TECHMay 31, 2026· Core News Daily Staff

AI Is Great At Analyzing The Past. Venture Capital Bets On The Future

The venture capital industry has always prided itself on spotting the future before everyone else. But a quiet revolution inside VC firms is raising an uncomfortable question: what happens when the tool you use to pick winners is fundamentally designed to predict the past?

Roughly three-quarters of venture capital firms now use AI to evaluate deals. The technology is undeniably powerful. Feed it a pitch deck and it can scan thousands of competitor analyses, patent filings, and market reports in seconds. It can flag regulatory risks, map competitive landscapes, and surface details that would take a human analyst weeks to compile. The speed and thoroughness are genuinely impressive.

But here is the problem. Large language models generate answers by identifying patterns across enormous datasets of what has already happened. They are, by their very architecture, backward-looking. They predict what is most likely based on precedent. And that makes them extraordinarily good at evaluating incremental improvements to existing markets and remarkably poor at recognizing true breakthroughs.

The historical evidence is brutal. Airbnb looked absurd when it first pitched investors in 2008. Strangers renting rooms in their homes to travelers? The data available at the time would have rated this as extremely high risk with minimal market potential. An AI trained on historical hospitality data would almost certainly have flagged it as a poor investment. Today Airbnb is worth tens of billions and has fundamentally reshaped global travel.

The early personal computer market was tiny and fragmented. A pattern-matching model trained on 1980s data would have concluded that PCs were a niche hobbyist tool with no mass-market future. Microsoft built its empire on precisely the opposite bet. In the early days of social media, privacy concerns dominated public discourse. An AI analyzing sentiment would have predicted that users would never willingly share their personal lives online. Facebook proved otherwise.

The pattern is consistent. Breakthrough companies look wrong at the time. They depend on behavioral shifts and technological leaps that have not yet fully materialized. They do not confirm existing patterns. They create new ones. And a well-calibrated AI system would, by definition, rate them as unlikely to succeed.

This creates a dangerous incentive structure. If investors increasingly rely on AI to screen opportunities, they will unintentionally tilt their portfolios toward safer bets that extend today's markets. Those investments may produce reasonable returns, but they are unlikely to produce the transformative, generation-defining companies that generate the vast majority of VC returns. The industry's own efficiency tool may be systematically filtering out its biggest potential winners.

The energy sector illustrates this tension vividly. Consider a startup building small modular nuclear reactors. The historical record is devastating. Construction timelines stretch into decades. Three Mile Island, Chernobyl, and Fukushima dominate the narrative. A long list of failed commercialization attempts dates back to the 1950s. An AI system evaluating this startup would see a technology that has failed repeatedly and expensively.
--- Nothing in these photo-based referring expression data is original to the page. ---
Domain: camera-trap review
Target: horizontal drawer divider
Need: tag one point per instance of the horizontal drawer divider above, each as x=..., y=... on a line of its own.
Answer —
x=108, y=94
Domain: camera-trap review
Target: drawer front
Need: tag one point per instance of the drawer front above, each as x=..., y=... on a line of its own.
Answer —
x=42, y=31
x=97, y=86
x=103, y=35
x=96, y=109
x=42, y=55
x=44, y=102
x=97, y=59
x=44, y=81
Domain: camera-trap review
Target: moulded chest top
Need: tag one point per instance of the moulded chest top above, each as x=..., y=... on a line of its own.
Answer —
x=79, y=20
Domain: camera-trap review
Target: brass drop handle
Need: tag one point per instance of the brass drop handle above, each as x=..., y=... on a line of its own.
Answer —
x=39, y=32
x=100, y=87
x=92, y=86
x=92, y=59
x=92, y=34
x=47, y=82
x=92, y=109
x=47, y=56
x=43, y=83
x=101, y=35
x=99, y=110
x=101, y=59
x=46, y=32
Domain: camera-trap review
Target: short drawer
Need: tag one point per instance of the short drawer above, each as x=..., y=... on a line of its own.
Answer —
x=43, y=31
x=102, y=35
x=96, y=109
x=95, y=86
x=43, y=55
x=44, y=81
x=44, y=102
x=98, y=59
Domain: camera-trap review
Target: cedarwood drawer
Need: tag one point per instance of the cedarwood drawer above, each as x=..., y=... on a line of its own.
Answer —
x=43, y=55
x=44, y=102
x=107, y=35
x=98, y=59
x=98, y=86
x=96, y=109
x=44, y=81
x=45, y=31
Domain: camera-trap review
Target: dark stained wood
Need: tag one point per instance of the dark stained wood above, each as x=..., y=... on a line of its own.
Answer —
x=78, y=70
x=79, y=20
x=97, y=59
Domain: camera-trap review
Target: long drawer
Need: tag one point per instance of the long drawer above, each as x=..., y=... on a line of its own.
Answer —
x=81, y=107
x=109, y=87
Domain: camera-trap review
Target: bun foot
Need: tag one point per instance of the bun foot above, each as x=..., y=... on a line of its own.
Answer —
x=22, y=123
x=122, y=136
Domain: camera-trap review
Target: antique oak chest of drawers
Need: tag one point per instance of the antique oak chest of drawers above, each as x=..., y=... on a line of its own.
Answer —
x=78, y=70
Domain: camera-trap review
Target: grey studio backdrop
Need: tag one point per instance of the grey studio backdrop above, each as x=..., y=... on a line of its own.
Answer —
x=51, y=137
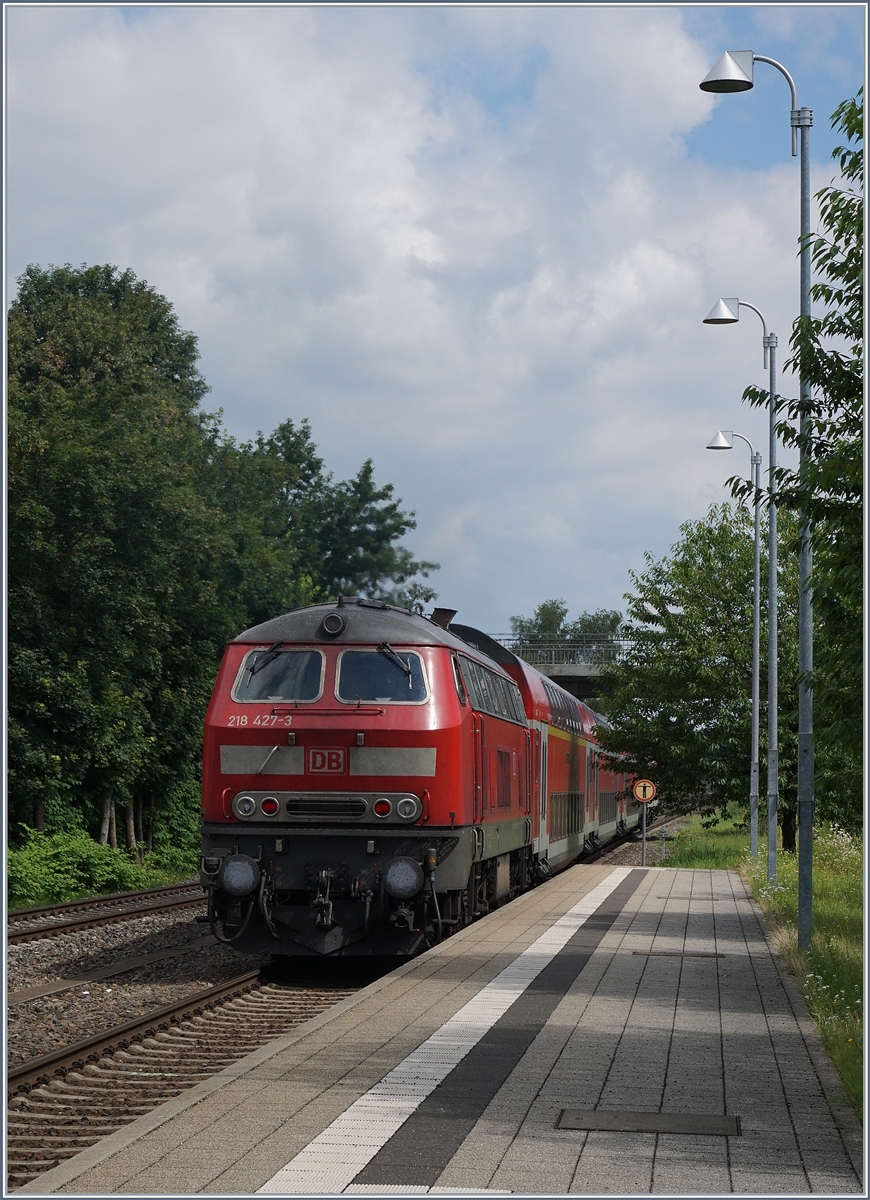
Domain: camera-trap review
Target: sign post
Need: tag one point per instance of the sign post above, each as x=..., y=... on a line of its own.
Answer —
x=643, y=792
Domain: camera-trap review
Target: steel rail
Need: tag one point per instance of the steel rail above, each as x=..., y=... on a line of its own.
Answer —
x=90, y=901
x=34, y=1072
x=49, y=929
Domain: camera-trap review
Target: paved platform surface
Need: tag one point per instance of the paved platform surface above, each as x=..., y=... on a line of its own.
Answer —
x=611, y=989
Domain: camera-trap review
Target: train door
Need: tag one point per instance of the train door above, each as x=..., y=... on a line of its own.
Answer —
x=478, y=767
x=544, y=787
x=592, y=786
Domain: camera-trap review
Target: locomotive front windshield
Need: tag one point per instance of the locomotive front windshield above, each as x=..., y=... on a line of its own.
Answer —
x=280, y=675
x=383, y=676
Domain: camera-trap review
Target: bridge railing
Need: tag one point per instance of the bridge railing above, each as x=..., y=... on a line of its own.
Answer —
x=589, y=651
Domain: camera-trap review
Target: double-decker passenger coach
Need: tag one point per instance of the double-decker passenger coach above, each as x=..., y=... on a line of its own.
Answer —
x=373, y=780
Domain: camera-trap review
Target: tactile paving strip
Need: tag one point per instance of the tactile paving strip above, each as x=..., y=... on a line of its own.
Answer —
x=334, y=1158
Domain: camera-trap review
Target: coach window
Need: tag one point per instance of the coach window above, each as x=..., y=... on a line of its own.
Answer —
x=280, y=675
x=381, y=677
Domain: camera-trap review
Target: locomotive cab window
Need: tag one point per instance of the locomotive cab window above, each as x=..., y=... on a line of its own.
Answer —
x=381, y=677
x=280, y=675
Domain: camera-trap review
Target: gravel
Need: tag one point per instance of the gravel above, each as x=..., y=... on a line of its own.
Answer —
x=40, y=1026
x=630, y=853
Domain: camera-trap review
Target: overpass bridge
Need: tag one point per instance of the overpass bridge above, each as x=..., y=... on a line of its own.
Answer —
x=575, y=666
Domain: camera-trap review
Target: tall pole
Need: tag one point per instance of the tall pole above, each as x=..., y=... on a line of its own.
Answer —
x=735, y=72
x=772, y=631
x=756, y=663
x=802, y=118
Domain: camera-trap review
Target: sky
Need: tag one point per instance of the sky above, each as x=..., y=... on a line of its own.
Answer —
x=474, y=244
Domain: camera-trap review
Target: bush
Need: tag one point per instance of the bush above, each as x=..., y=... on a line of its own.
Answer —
x=52, y=868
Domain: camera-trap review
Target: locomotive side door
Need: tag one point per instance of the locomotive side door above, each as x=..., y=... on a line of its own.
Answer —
x=543, y=750
x=478, y=732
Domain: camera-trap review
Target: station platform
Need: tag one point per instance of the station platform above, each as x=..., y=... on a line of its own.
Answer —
x=522, y=1056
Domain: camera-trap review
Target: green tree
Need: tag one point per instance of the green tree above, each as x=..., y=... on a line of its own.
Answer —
x=141, y=539
x=113, y=618
x=828, y=490
x=550, y=624
x=679, y=697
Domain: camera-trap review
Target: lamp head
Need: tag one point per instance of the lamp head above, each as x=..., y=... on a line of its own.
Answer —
x=724, y=312
x=733, y=72
x=723, y=441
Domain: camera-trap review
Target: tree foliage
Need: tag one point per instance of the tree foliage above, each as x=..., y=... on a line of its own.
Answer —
x=827, y=490
x=549, y=624
x=679, y=697
x=141, y=538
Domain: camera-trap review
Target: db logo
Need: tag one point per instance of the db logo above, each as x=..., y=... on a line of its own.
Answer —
x=325, y=762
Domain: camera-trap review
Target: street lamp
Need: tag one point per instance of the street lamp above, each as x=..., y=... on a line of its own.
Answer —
x=724, y=441
x=726, y=311
x=733, y=72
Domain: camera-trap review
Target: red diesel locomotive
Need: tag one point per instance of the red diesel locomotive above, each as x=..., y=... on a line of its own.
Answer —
x=373, y=780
But a human investor who understands what has changed might see something entirely different. Small modular reactors are fundamentally different from the massive bespoke plants of the past. They are designed to be factory-built and standardized at scale. The economics have shifted because AI data centers demand enormous amounts of continuous, reliable power, and companies like NVIDIA, Microsoft, Google, and Amazon are already signing nuclear generation agreements. The conditions that made nuclear power fail historically have materially changed.

None of this means AI is useless in venture capital. It is an indispensable research tool. It can map industries, analyze technologies, and pressure-test business models faster and more thoroughly than any human team. Used well, it makes the diligence process more rigorous and more efficient.

The challenge is knowing what it cannot do. AI can tell you whether a startup makes sense given the world as it currently exists. It cannot tell you whether the world is about to change in ways that make that startup essential. That judgment still requires something no model can provide: human imagination.

And for an industry that built its wealth on betting against conventional wisdom, that distinction may be the most important investment insight of the AI era.

What This Means For You: If you are an entrepreneur working on something genuinely novel, this is actually encouraging news. The increasing reliance on AI screening at VC firms means they are likely passing on truly disruptive ideas in favor of safer, incremental plays. Seek out investors who use AI as a tool, not a gatekeeper. If you are an investor, recognize that the best returns in venture have always come from outliers, and AI is specifically designed to filter out outliers. Your competitive advantage is still human judgment about when the world is about to change. And if you are simply someone watching the tech landscape, understand that the next transformative company probably looks implausible right now. It always does.